Pour ce faire, le salarié devra démontrer que l’employeur a manqué à son obligation de sécurité de résultat alors qu’il aurait dû avoir conscience du danger auquel il était exposé et qu’il n’a pas pris les mesures nécessaires pour l’en protéger.

Néanmoins, au préalable il faut que la CPAM reconnaisse l’origine professionnelle de l’accident (malaise, tentative de suicide) ou de la maladie professionnelle (dépression) qui a été provoqué par le harcèlement.
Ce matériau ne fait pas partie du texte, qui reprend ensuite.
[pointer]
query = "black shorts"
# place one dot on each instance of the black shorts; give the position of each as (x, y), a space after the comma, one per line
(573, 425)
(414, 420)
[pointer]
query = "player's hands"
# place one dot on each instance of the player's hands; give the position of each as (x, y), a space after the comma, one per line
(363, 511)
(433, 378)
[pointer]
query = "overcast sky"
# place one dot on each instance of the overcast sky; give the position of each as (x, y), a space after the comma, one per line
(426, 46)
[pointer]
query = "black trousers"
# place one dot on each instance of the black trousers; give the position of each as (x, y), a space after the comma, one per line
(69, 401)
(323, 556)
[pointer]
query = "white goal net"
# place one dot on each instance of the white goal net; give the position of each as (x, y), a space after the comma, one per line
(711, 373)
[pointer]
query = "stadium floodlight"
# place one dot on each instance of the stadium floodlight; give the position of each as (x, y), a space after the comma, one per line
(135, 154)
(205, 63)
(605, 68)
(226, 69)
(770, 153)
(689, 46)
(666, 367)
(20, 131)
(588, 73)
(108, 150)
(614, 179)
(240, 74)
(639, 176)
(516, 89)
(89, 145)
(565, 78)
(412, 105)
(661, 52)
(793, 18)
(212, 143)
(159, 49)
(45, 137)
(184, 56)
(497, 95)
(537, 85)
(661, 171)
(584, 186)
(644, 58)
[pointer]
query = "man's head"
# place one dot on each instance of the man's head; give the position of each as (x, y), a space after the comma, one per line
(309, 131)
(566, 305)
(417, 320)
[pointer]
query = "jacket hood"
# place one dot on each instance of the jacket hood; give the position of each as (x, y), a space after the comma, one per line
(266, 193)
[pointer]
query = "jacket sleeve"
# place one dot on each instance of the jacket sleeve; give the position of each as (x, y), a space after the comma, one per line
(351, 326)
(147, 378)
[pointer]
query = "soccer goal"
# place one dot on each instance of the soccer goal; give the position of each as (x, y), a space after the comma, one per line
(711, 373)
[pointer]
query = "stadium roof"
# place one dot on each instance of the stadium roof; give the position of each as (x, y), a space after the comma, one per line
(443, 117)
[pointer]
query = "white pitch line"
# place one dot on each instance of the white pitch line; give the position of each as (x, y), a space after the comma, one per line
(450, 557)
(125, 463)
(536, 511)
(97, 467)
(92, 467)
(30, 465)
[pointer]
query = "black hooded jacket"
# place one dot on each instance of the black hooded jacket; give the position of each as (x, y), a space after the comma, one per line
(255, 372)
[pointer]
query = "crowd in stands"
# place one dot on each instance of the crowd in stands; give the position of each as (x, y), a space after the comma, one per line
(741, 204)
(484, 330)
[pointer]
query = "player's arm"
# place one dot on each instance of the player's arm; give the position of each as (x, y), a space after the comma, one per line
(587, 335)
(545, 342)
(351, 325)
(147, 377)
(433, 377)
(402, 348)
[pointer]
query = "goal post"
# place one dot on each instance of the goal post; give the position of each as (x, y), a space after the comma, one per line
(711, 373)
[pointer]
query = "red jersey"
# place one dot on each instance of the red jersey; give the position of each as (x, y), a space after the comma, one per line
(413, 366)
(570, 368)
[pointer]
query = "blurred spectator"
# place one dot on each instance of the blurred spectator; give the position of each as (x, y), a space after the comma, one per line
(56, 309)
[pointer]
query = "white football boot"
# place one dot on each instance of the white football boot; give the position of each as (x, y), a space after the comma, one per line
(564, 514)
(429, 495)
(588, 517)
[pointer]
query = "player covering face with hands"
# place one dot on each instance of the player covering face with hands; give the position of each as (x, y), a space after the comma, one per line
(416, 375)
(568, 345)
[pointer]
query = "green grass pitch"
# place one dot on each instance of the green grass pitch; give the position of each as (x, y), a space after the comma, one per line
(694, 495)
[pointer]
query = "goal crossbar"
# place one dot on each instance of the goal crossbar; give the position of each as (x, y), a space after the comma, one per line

Si la faute inexcusable de l’employeur est reconnue, le tribunal des affaires de sécurité sociale pourra octroyer au salarié :
-  la majoration de sa rente à son maximum,
-  l’indemnisation de sa souffrance morale notamment.

Il est préférable de saisir le tribunal des affaires de sécurité avant le conseil de prud’hommes dans la mesure où il sera plus aisé pour la victime d’obtenir l’indemnisation de son préjudice lié à la rupture de son contrat de travail.

Au surplus, en cas de licenciement pour inaptitude, le caractère sans cause réelle et sérieuse sera nécessairement reconnu puisque la faute de l’employeur est à l’origine de l’inaptitude du salarié.

Les actions devant le conseil de prud’hommes, le tribunal correctionnel et le tribunal des affaires de sécurité sociale sont donc complémentaires en ce qu’elles ont chacune une finalité propre.